On Tue, Nov 5, 2024 at 10:09 AM Richard Biener
<richard.guent...@gmail.com> wrote:
>
> On Tue, Nov 5, 2024 at 5:23 AM Jeff Law <jeffreya...@gmail.com> wrote:
> >
> >
> >
> > On 11/4/24 8:13 PM, H.J. Lu wrote:
> > > On Tue, Nov 5, 2024 at 10:57 AM Jeff Law <jeffreya...@gmail.com> wrote:
> > >>
> > >>
> > >>
> > >> On 11/4/24 7:52 PM, H.J. Lu wrote:
> > >>> On Tue, Nov 5, 2024 at 8:48 AM Jeff Law <jeffreya...@gmail.com> wrote:
> > >>>>
> > >>>>
> > >>>>
> > >>>> On 11/4/24 5:42 PM, H.J. Lu wrote:
> > >>>>> On Tue, Nov 5, 2024 at 8:07 AM Jeff Law <jeffreya...@gmail.com> wrote:
> > >>>>>>
> > >>>>>>
> > >>>>>>
> > >>>>>> On 11/1/24 4:32 PM, H.J. Lu wrote:
> > >>>>>>> For targets, like x86, which define TARGET_PROMOTE_PROTOTYPES to 
> > >>>>>>> return
> > >>>>>>> true, all integer arguments smaller than int are passed as int:
> > >>>>>>>
> > >>>>>>> [hjl@gnu-tgl-3 pr14907]$ cat x.c
> > >>>>>>> extern int baz (char c1);
> > >>>>>>>
> > >>>>>>> int
> > >>>>>>> foo (char c1)
> > >>>>>>> {
> > >>>>>>>       return baz (c1);
> > >>>>>>> }
> > >>>>>>> [hjl@gnu-tgl-3 pr14907]$ gcc -S -O2 -m32 x.c
> > >>>>>>> [hjl@gnu-tgl-3 pr14907]$ cat x.s
> > >>>>>>>          .file   "x.c"
> > >>>>>>>          .text
> > >>>>>>>          .p2align 4
> > >>>>>>>          .globl  foo
> > >>>>>>>          .type   foo, @function
> > >>>>>>> foo:
> > >>>>>>> .LFB0:
> > >>>>>>>          .cfi_startproc
> > >>>>>>>          movsbl  4(%esp), %eax
> > >>>>>>>          movl    %eax, 4(%esp)

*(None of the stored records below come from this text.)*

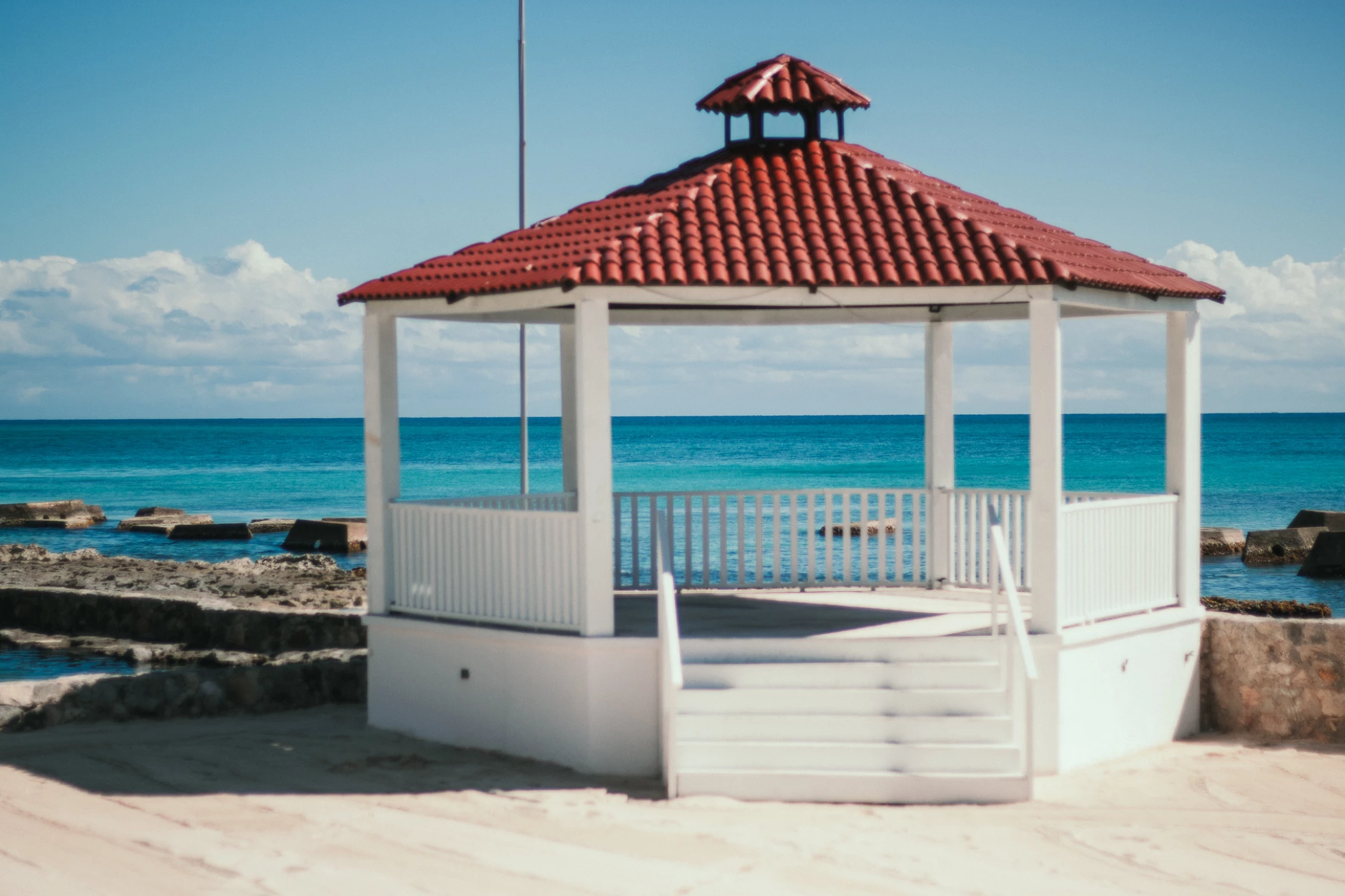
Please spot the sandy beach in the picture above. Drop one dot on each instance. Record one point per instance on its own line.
(314, 802)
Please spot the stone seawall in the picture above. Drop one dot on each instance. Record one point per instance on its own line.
(294, 683)
(203, 623)
(1274, 679)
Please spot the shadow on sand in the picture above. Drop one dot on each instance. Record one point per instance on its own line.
(315, 751)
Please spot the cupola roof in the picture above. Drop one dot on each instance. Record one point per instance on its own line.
(783, 83)
(786, 213)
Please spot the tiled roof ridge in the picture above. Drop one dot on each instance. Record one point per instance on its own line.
(786, 213)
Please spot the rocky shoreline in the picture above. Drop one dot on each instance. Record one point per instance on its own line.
(304, 582)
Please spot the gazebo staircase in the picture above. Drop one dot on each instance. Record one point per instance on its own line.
(910, 720)
(884, 720)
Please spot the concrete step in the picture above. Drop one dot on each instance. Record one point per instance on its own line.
(957, 674)
(694, 755)
(892, 730)
(842, 701)
(745, 650)
(854, 788)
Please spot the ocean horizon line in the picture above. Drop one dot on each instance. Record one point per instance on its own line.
(556, 417)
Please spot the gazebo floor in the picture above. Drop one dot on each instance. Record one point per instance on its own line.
(906, 612)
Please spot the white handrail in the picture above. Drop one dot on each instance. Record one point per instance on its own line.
(670, 647)
(1019, 630)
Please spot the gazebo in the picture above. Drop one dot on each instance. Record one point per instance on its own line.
(825, 645)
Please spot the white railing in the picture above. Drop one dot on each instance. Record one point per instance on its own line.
(509, 567)
(670, 649)
(1118, 558)
(970, 548)
(533, 501)
(1084, 497)
(1017, 651)
(741, 540)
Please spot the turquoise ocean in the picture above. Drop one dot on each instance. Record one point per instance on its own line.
(1260, 470)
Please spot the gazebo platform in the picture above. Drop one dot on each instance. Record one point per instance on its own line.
(903, 612)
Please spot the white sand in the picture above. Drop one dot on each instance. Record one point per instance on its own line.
(314, 802)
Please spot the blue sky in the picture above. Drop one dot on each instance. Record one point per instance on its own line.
(353, 139)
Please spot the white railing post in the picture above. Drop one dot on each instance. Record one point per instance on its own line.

> > >>>>>>>          jmp     baz
> > >>>>>>>          .cfi_endproc
> > >>>>>>> .LFE0:
> > >>>>>>>          .size   foo, .-foo
> > >>>>>>>          .ident  "GCC: (GNU) 14.2.1 20240912 (Red Hat 14.2.1-3)"
> > >>>>>>>          .section        .note.GNU-stack,"",@progbits
> > >>>>>>> [hjl@gnu-tgl-3 pr14907]$
> > >>>>>>>
> > >>>>>>> But integer promotion:
> > >>>>>>>
> > >>>>>>>          movsbl  4(%esp), %eax
> > >>>>>>>          movl    %eax, 4(%esp)
> > >>>>>>>
> > >>>>>>> isn't necessary if incoming arguments and outgoing arguments are the
> > >>>>>>> same.  Use unpromoted incoming integer arguments as outgoing 
> > >>>>>>> arguments
> > >>>>>>> if incoming integer arguments are the same as outgoing arguments to
> > >>>>>>> avoid unnecessary integer promotion.
> > >>>>>> Is there a particular reason x86 can't use the same mechanisms that
> > >>>>>
> > >>>>> Other targets define TARGET_PROMOTE_PROTOTYPES to return false
> > >>>>> to avoid this issue.   Changing x86 TARGET_PROMOTE_PROTOTYPES
> > >>>>> to return false will break LLVM which assumes that incoming char/short
> > >>>>> arguments on x86 are always extended to int.   The following targets
> > >>>> Then my suggestion would be to cover this in REE somehow.  We started
> > >>>> looking at that a couple years ago and set it aside.   But the basic
> > >>>> idea was to expose the ABI guarantees to REE, then let REE do its 
> > >>>> thing.
> > >>>>
> > >>>> Jeff
> > >>>>
> > >>>
> > >>> For
> > >>>
> > >>> extern int baz (char c1);
> > >>>
> > >>> int
> > >>> foo (char c1)
> > >>> {
> > >>>     return baz (c1);
> > >>> }
> > >>>
> > >>> on i386, we get these
> > >>>
> > >>> (insn 7 4 8 2 (set (reg:SI 0 ax [orig:102 c1 ] [102])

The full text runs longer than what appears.